A road-widening job on the Las Vegas Beltway and the 200 jobs it would create will be stalled for months as the case grinds its way through the federal courts.

Las Vegas Paving gave formal notice Friday that it would challenge a federal judge who ordered Clark County to award Fisher Sand and Gravel a contract to improve the northern Beltway.

Las Vegas Paving will file an appeal in about 60 days with the 9th U.S. Circuit Court of Appeals, said Jim Barker, the company’s attorney.

The main question is whether U.S. District Judge Robert Jones overreached by imposing a bid award rather than letting county commissioners handle it, Barker said.

“Did the judge have the authority to do what he did in light of the evidence presented to him?” he said.

Barker estimates it will be at least a year before the appeal is heard. Until then, the county can’t hire a contractor to improve the Beltway section in the midst of the dispute, Barker said.

Fisher and Las Vegas Paving were vying to do improvements on the Beltway between Decatur Boulevard and Tenaya Way.

Commissioner Steve Sisolak said he’d prefer not waiting to generate much-needed jobs.

He suggests taking the $120 million earmarked for this project and spending it on a different roadway in a different part of the valley.

“I would like to explore with our legal counsel doing a completely unrelated project and creating jobs and getting some work done while this thing works its way through the legal process,” Sisolak said.

The pending appeal is the latest round in a legal battle that has dragged on for almost a year. The tussling has gotten increasingly combative, with commissioners being accused of bias and acting corruptly.

Last year, commissioners awarded Las Vegas Paving the Beltway contract, even though Fisher bid $4.6 million less.

Fisher’s attorney Stan Parry had accused commissioners of having a pro-union bias because Las Vegas Paving is a union shop and Fisher is not. Parry couldn’t be reached for comment Friday.

Parry had also argued that Fisher was denied due process the second time commissioners rejected the contractor. He said Sisolak blindsided Fisher by citing violations the company had incurred — for pollution, job safety lapses and tax fraud — without giving executives a chance to respond.

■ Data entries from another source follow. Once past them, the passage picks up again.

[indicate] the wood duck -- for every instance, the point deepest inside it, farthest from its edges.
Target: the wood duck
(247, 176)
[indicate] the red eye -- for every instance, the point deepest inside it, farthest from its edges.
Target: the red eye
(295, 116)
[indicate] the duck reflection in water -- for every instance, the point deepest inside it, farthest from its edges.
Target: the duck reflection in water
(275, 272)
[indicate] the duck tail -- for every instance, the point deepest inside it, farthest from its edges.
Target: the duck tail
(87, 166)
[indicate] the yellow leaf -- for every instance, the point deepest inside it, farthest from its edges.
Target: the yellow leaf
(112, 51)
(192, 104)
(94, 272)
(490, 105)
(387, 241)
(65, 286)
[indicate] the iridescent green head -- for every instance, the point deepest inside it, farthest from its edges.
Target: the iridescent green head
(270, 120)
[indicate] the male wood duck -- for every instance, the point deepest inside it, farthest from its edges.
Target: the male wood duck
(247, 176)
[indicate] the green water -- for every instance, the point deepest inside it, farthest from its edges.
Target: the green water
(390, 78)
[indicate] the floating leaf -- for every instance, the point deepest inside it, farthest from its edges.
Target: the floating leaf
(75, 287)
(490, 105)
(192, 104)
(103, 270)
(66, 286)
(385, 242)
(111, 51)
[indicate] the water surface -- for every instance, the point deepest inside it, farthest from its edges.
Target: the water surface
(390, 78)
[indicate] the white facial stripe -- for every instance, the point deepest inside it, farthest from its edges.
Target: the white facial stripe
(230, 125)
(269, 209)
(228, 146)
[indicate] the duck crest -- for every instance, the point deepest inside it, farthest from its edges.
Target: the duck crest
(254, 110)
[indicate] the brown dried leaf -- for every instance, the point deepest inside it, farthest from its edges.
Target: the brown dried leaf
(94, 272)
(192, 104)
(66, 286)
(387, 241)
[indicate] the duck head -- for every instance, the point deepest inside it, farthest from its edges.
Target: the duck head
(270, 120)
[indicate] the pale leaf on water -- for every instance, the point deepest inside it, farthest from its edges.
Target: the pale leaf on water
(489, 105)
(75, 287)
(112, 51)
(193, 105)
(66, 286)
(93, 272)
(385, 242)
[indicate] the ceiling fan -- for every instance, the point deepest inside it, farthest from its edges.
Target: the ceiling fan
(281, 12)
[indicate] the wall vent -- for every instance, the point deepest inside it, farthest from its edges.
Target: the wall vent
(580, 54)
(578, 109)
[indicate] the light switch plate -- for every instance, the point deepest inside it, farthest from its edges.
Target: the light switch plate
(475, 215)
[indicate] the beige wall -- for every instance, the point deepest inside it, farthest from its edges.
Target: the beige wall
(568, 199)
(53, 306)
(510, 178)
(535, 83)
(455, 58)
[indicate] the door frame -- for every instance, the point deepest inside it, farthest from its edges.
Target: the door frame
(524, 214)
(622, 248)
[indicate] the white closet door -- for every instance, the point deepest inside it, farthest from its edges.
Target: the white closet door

Jones in September ordered the bid to be reconsidered, and that Commissioners Sisolak and Tom Collins would not participate. He also ruled that Fisher must be allowed to screen all questions beforehand.

Commissioners decided to scrap the project and take new bids on a modified version that improved the same stretch of Beltway and added an interchange. The judge viewed this maneuver as defying his order. He accused the commission of being biased toward unions and acting corruptly. On Jan. 5, he ordered the county to award Fisher the contract.

Barker said accusations of union bias don’t hold up because the county has awarded 65 percent of publics works projects in the past two years to non-union contractors.

“That’s just not true,” Barker said.